At the front end of the model, OpenAI also used its own achievements in the GPT series of models:
Similar to text dialogue, in the process of training literati, in addition to the material cases, a large number of corresponding text descriptions are also needed. OpenAI adopts the "re-caption" mode originally proposed in DALL·E 3, and uses a highly descriptive title generator to generate text descriptions for the ** materials in the training set. The results also prove that adding extra notes to the footage during production can improve the overall quality, including accuracy.
In addition, following the practice of DALL·E 3, OpenAI also uses GPT to expand the short prompt words entered by the user to make it easier for AI to understand, and expand the text entered by the user into a longer and more detailed description, which is then processed by the ** generation model.
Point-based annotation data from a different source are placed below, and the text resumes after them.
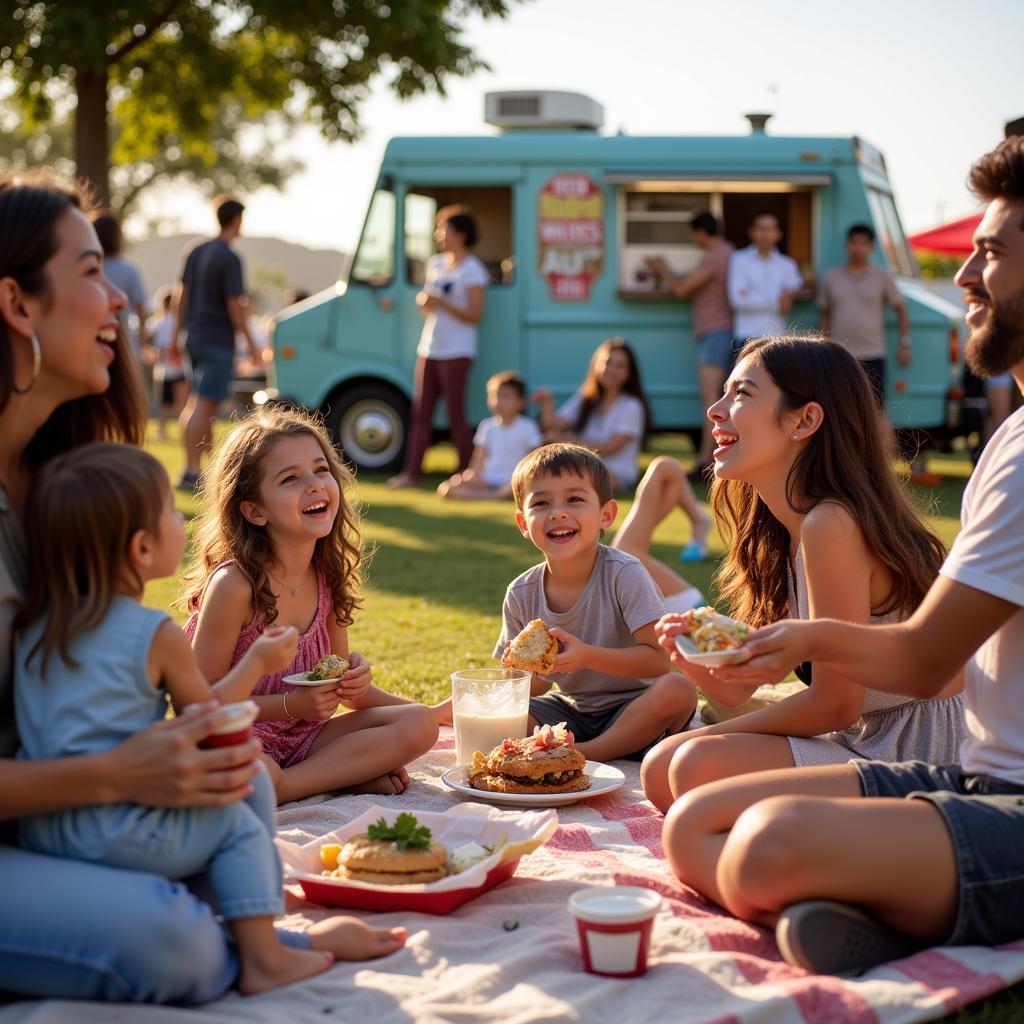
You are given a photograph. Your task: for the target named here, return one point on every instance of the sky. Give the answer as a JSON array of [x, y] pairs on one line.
[[929, 82]]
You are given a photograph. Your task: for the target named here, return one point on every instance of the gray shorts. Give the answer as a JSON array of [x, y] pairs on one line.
[[550, 709], [985, 818]]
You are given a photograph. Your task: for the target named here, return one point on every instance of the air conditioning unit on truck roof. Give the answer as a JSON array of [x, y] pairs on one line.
[[536, 110]]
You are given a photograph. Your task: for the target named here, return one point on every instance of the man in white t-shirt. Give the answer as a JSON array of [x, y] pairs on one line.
[[762, 284], [500, 442], [915, 855]]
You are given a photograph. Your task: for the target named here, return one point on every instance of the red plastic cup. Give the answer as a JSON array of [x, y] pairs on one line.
[[614, 925], [233, 724]]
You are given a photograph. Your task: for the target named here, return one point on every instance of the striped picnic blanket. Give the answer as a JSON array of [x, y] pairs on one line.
[[471, 968]]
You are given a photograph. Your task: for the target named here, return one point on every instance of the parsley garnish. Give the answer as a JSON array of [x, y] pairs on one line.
[[407, 833]]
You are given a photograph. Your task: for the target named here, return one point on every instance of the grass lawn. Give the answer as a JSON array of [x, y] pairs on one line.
[[439, 569]]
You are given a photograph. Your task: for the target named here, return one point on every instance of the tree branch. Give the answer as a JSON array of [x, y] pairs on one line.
[[151, 27]]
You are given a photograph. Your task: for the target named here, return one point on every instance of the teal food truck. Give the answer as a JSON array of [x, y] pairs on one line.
[[567, 218]]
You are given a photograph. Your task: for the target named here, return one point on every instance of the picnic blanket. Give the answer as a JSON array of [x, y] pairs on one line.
[[469, 968]]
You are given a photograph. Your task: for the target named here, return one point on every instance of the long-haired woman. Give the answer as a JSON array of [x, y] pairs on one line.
[[817, 525]]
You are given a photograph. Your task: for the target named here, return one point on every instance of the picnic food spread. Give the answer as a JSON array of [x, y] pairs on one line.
[[532, 649], [545, 762], [329, 667], [713, 632], [402, 854]]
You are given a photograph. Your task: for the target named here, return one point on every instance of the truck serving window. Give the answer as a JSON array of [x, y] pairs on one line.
[[892, 241], [374, 263]]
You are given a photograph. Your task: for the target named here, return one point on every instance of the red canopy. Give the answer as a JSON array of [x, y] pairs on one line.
[[952, 239]]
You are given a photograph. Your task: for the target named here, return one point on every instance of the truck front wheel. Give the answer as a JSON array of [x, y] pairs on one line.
[[371, 423]]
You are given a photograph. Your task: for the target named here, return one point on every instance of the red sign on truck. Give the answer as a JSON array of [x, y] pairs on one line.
[[570, 231]]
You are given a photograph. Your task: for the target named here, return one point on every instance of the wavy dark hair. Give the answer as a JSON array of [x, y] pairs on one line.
[[845, 461], [223, 534], [593, 389], [31, 206], [84, 508]]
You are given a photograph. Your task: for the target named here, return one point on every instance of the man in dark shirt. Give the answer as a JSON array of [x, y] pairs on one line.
[[211, 307]]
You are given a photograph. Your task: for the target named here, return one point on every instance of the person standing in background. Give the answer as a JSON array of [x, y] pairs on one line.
[[712, 320], [452, 302], [853, 299], [762, 284], [124, 275], [211, 307]]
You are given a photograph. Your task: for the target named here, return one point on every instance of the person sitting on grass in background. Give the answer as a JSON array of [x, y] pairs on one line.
[[279, 543], [860, 863], [93, 667], [818, 525], [608, 414], [500, 442], [599, 603]]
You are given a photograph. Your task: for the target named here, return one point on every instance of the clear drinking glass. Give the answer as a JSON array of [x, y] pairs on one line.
[[487, 706]]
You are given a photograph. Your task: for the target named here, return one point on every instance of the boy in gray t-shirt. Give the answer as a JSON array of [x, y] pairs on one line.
[[599, 603]]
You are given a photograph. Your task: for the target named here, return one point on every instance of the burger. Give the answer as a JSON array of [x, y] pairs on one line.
[[400, 854], [544, 763]]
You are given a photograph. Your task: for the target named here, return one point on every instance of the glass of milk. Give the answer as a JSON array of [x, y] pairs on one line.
[[487, 706]]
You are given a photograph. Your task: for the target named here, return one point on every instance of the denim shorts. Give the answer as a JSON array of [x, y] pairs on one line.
[[550, 709], [715, 349], [985, 819], [212, 368]]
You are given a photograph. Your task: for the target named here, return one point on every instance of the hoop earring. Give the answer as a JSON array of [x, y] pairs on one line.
[[37, 361]]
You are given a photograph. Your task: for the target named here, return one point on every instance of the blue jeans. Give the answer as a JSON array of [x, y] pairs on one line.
[[985, 820], [73, 930]]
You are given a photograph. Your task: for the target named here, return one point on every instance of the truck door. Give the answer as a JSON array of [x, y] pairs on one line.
[[499, 332]]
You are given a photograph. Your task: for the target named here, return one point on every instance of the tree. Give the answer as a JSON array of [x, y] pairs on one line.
[[157, 88]]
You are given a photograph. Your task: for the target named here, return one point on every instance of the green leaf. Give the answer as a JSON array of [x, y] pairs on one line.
[[407, 833]]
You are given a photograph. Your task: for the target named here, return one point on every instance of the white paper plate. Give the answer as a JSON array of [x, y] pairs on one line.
[[709, 659], [603, 779], [299, 679]]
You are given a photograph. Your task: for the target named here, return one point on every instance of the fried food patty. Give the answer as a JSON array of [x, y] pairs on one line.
[[576, 782], [522, 759], [363, 854]]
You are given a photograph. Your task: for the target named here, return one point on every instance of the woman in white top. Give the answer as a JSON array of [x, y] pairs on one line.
[[452, 303], [608, 414]]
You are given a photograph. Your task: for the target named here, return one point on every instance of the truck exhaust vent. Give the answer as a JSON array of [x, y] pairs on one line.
[[538, 110]]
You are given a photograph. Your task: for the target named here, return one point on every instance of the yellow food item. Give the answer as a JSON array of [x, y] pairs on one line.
[[329, 855]]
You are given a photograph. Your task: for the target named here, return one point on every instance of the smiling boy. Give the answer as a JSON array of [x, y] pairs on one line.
[[599, 603]]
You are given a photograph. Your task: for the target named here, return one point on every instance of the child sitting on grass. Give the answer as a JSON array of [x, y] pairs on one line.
[[500, 442], [94, 666], [599, 603]]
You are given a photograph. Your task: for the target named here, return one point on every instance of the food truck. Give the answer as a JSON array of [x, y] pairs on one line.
[[567, 218]]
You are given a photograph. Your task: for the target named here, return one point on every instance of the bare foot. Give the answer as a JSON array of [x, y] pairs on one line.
[[282, 966], [388, 784], [349, 938]]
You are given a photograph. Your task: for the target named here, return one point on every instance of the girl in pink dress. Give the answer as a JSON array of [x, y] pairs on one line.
[[279, 543]]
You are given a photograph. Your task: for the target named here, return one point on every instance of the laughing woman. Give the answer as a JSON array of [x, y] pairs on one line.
[[817, 526]]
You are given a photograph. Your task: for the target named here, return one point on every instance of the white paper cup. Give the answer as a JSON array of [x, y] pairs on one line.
[[614, 925]]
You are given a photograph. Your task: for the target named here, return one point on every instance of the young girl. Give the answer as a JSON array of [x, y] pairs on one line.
[[279, 544], [608, 414], [819, 527], [94, 666]]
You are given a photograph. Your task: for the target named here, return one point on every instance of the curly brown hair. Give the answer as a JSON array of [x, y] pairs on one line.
[[223, 534], [847, 462]]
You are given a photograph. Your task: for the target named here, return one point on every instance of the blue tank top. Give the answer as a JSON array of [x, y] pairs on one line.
[[109, 697]]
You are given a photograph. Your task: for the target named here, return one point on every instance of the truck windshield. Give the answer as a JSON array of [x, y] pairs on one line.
[[374, 263], [891, 237]]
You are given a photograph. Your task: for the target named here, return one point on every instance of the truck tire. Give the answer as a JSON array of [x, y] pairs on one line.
[[370, 422]]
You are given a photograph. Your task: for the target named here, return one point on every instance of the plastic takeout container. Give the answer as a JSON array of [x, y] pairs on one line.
[[523, 832], [614, 925]]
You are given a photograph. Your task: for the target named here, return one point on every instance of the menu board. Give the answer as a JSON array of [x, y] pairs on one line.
[[570, 232]]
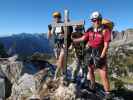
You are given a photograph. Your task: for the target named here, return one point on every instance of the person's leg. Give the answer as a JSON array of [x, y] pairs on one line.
[[104, 77], [91, 77], [60, 63]]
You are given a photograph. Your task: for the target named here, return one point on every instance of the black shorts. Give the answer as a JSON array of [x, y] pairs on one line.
[[91, 55]]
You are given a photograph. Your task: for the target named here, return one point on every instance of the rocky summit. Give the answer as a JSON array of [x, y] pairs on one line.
[[33, 80]]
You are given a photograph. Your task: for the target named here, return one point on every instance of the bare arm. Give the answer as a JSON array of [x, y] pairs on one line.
[[105, 49], [49, 34]]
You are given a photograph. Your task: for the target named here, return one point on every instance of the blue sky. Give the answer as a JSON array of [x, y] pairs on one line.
[[33, 16]]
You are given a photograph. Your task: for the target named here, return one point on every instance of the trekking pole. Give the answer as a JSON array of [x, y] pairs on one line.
[[66, 19]]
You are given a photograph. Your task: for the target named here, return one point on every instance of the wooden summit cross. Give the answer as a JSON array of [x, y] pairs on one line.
[[66, 25]]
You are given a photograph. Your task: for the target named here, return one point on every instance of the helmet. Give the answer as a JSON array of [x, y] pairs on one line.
[[57, 14], [96, 15]]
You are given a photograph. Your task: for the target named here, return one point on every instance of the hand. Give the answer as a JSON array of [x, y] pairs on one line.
[[49, 27]]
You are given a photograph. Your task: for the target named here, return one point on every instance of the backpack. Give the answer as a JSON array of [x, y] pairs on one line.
[[108, 24]]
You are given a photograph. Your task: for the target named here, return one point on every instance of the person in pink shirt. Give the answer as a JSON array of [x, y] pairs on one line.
[[97, 38]]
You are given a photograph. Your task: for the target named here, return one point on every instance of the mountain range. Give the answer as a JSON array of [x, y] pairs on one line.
[[26, 44]]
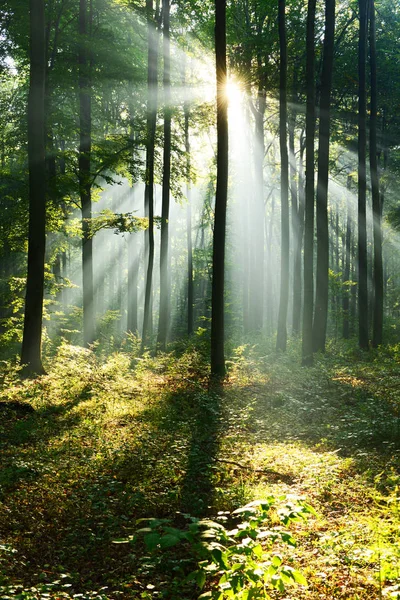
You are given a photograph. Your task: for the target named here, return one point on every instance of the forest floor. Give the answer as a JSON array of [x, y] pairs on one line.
[[117, 439]]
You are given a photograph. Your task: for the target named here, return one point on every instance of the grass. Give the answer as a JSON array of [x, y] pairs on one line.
[[119, 438]]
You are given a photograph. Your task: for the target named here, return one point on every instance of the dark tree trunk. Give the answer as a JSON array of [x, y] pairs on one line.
[[221, 196], [32, 336], [164, 247], [256, 291], [322, 279], [85, 144], [362, 182], [190, 290], [281, 338], [307, 348], [149, 179], [346, 272], [297, 283], [376, 208]]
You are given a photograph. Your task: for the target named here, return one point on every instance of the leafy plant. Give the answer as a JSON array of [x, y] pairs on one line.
[[243, 562]]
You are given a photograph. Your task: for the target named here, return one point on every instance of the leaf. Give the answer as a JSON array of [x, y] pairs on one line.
[[151, 541], [169, 540], [299, 578]]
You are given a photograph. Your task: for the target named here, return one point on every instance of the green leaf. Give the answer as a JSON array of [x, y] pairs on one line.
[[151, 541], [299, 578], [169, 540]]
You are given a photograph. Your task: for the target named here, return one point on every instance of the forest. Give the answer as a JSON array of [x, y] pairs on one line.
[[200, 299]]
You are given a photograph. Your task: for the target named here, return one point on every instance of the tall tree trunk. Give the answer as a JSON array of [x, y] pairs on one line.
[[149, 179], [376, 200], [190, 290], [322, 279], [164, 247], [297, 283], [221, 197], [346, 271], [281, 337], [362, 182], [32, 335], [307, 348], [133, 268], [85, 144], [256, 295]]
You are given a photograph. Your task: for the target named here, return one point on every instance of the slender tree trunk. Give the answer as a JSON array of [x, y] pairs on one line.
[[346, 273], [362, 182], [149, 180], [190, 290], [293, 190], [85, 144], [32, 335], [376, 208], [256, 296], [221, 196], [281, 338], [322, 280], [297, 283], [307, 348], [133, 268], [164, 247]]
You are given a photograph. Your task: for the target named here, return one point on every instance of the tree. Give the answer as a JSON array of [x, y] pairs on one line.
[[362, 181], [376, 199], [221, 196], [322, 279], [84, 160], [164, 248], [281, 338], [307, 347], [32, 335], [149, 175]]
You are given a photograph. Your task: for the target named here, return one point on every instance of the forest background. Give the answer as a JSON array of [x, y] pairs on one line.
[[192, 190]]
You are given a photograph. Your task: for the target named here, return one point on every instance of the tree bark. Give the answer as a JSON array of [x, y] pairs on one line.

For technology-driven companies like OpenAI, the accumulation of experience and technology is an acceleration, and the successful experience that can be followed and the team's own leading understanding of AI concepts allow OpenAI to always step on its shoulders upwards or push itself to accelerate forward.
What is more terrible than technological leadership, or what is more worthy of concern for friends, is that this kind of leadership often becomes inertia, step by step. It is expected that by accelerating catch-up and benchmarking to keep up with OpenAI, in the stage when the supporting facilities are becoming more and more mature, the difficulty may only increase. The real increment is still in the innovation of top-level design. Therefore, it is not so much that AI has squeezed out people's innovation space, but rather that AI has raised the threshold for effective innovation: design AI, or design that can surpass AI creativity, is the effective increment in the era of large models.